In November 2016, protesting against the visit of Israeli Prime Minister Reuven Rivlin to India, Usmān addressed a gathering in New Delhi, saying that "It has been against our culture and tradition to welcome an oppressor". He also expressed that "The Indian Government should revisit its relationship with the tyrant and expansionist Israel following into the footsteps of Mahatma Gandhi, Jawaharlal Nehru and Atal Bihari Vajpayee, and should not violate the traditional friendship of India with the weaker and oppressed people around the world." The Jamiat Ulama-e-Hind (JUH) defended the Assam Accord under his leadership in the Supreme Court of India during May 2017. In November 2019, a JUH meeting presided by him, described the Ayodhya verdict as "the darkest spot in the history of free India". He also supported the National Register of Citizens as he believed that "who is Indian and who is not should be known". JUH, under his leadership has also held Kashmir as an integral part of India. In December 2017, Usmān led an anti-Israel protest in Varanasi; demanding that the occupation of Jerusalem and killings of innocents be ended.

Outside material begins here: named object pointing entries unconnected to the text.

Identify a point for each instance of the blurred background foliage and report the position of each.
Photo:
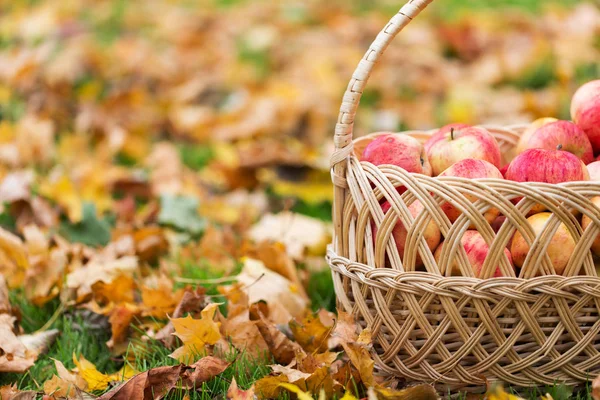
(251, 89)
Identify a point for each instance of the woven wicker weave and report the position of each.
(536, 328)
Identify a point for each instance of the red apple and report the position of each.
(431, 232)
(594, 170)
(398, 149)
(559, 250)
(562, 135)
(586, 221)
(455, 144)
(472, 169)
(551, 166)
(585, 111)
(441, 133)
(477, 250)
(531, 128)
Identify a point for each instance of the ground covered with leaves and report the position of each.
(164, 184)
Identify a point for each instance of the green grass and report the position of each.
(78, 335)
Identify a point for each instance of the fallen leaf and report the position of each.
(235, 393)
(192, 302)
(69, 377)
(292, 375)
(359, 355)
(19, 353)
(100, 270)
(196, 334)
(5, 307)
(160, 300)
(313, 361)
(282, 296)
(348, 396)
(154, 383)
(274, 256)
(120, 320)
(16, 186)
(59, 388)
(202, 371)
(25, 395)
(120, 289)
(282, 348)
(295, 389)
(181, 213)
(596, 388)
(96, 380)
(12, 246)
(269, 386)
(89, 229)
(297, 232)
(237, 327)
(310, 333)
(418, 392)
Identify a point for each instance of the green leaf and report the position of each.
(181, 212)
(91, 231)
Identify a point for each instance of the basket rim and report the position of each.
(395, 279)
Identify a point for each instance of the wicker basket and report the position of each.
(532, 329)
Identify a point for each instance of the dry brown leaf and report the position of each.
(359, 354)
(192, 302)
(269, 386)
(15, 253)
(321, 381)
(196, 334)
(418, 392)
(283, 297)
(95, 379)
(69, 377)
(282, 348)
(19, 353)
(596, 388)
(8, 391)
(5, 307)
(120, 290)
(297, 232)
(310, 333)
(25, 395)
(274, 256)
(344, 331)
(16, 186)
(59, 388)
(100, 270)
(237, 327)
(150, 243)
(160, 300)
(202, 371)
(235, 393)
(312, 362)
(292, 375)
(120, 320)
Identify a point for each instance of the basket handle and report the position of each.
(345, 124)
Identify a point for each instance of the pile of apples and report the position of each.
(549, 150)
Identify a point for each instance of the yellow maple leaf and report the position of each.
(497, 393)
(196, 334)
(348, 396)
(95, 379)
(63, 191)
(160, 300)
(295, 389)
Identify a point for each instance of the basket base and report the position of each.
(463, 339)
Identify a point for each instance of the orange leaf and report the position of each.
(196, 334)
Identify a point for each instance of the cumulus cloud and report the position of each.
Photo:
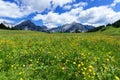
(53, 19)
(115, 2)
(99, 15)
(76, 5)
(94, 16)
(5, 20)
(12, 10)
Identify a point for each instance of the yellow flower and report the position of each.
(21, 78)
(79, 65)
(117, 78)
(74, 62)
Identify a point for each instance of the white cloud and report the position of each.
(80, 4)
(95, 16)
(76, 5)
(5, 20)
(53, 19)
(99, 15)
(115, 2)
(67, 7)
(12, 10)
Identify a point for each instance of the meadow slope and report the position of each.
(29, 55)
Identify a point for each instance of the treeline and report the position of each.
(104, 27)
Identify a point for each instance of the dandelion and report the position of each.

Usmān Mansoorpuri died on 21 May 2021 of COVID-19. Farooq Abdullah condoled his death saying that Usmān was a promoter of national unity and communal harmony and his death is a loss to both India and the Muslim community. Abdullah remarked that, "Usmān shall be remembered for his scholarly disposition, and ease of elucidation in familiarizing his students with teachings of the Quran and Sunnah". Omar Abdullah, Ali Mohammad Sagar, Nasir Aslam Wani and Syed Sadatullah Husaini, Ali al-Sallabi, Nurul Islam Jihadi also condoled his death.

==Family life==
Usmān was the son-in-law of Hussain Ahmad Madani. His sons Salmān Mansoorpuri and Affān Mansoorpuri are Islamic scholars and jurists.